Plato's unwritten doctrines
Plato's so-called unwritten doctrines are metaphysical theories ascribed to him by his students and other ancient philosophers but not clearly formulated in his writings. In recent research, they are sometimes known as Plato's 'principle theory' (German: Prinzipienlehre) because they involve two fundamental principles from which the rest of the system derives. Plato is thought to have orally expounded these doctrines to Aristotle and the other students in the Academy and they were afterwards transmitted to later generations.
The credibility of the sources that ascribe these doctrines to Plato is controversial. They indicate that Plato believed certain parts of his teachings were not suitable for open publication. Since these doctrines could not be explained in writing in a way that would be accessible to general readers, their dissemination would lead to misunderstandings. Plato therefore supposedly limited himself to teaching the unwritten doctrines to his more advanced students in the Academy. The surviving evidence for the content of the unwritten doctrines is thought to derive from this oral teaching.

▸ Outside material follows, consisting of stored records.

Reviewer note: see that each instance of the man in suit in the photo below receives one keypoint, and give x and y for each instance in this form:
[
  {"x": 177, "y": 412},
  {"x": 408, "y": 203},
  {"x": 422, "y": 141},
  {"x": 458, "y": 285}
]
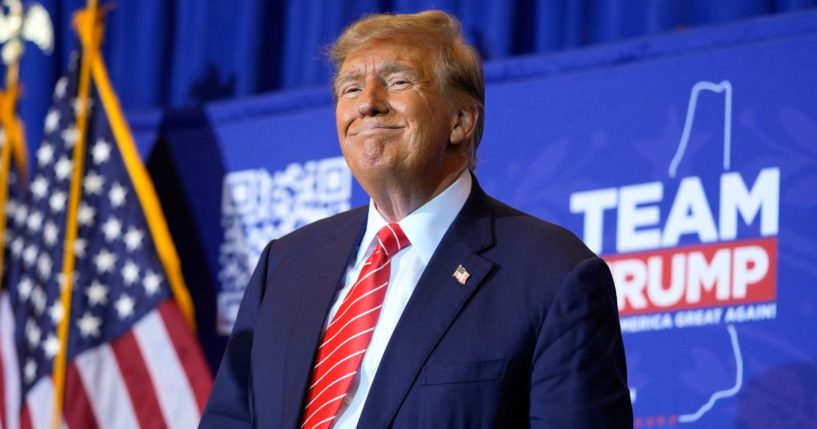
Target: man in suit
[{"x": 435, "y": 305}]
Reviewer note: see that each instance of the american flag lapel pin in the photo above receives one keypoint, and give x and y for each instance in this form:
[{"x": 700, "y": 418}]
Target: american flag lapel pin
[{"x": 461, "y": 274}]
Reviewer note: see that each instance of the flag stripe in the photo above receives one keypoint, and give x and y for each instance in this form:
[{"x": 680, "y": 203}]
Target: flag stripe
[
  {"x": 10, "y": 369},
  {"x": 40, "y": 404},
  {"x": 172, "y": 388},
  {"x": 136, "y": 376},
  {"x": 188, "y": 351},
  {"x": 25, "y": 419},
  {"x": 103, "y": 381},
  {"x": 79, "y": 414}
]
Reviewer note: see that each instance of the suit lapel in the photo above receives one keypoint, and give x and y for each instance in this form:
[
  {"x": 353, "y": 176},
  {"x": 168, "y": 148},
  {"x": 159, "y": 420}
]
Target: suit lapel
[
  {"x": 317, "y": 286},
  {"x": 433, "y": 307}
]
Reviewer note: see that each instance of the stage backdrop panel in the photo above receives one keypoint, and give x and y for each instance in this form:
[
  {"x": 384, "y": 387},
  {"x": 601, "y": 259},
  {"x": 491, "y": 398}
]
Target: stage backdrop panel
[{"x": 688, "y": 162}]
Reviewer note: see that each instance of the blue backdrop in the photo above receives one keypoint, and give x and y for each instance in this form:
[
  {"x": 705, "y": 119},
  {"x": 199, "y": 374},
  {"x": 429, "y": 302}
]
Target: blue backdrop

In the middle of the twentieth century, historians of philosophy initiated a wide-ranging project aiming at systematically reconstructing the foundations of the unwritten doctrines. The group of researchers who led this investigation, which became well-known among classicists and historians, came to be called the 'Tübingen School' (in German: Tübinger Platonschule), because some of its leading members were based at the University of Tübingen in southern Germany. On the other hand, numerous scholars had serious reservations about the project or even condemned it altogether. Many critics thought the evidence and sources used in the Tübingen reconstruction were insufficient. Others even contested the existence of the unwritten doctrines or at least doubted their systematic character and considered them mere tentative proposals. The intense and sometimes polemical disputes between the advocates and critics of the Tübingen School were conducted on both sides with great energy. Advocates suggested it amounted to a 'paradigm shift' in Plato studies.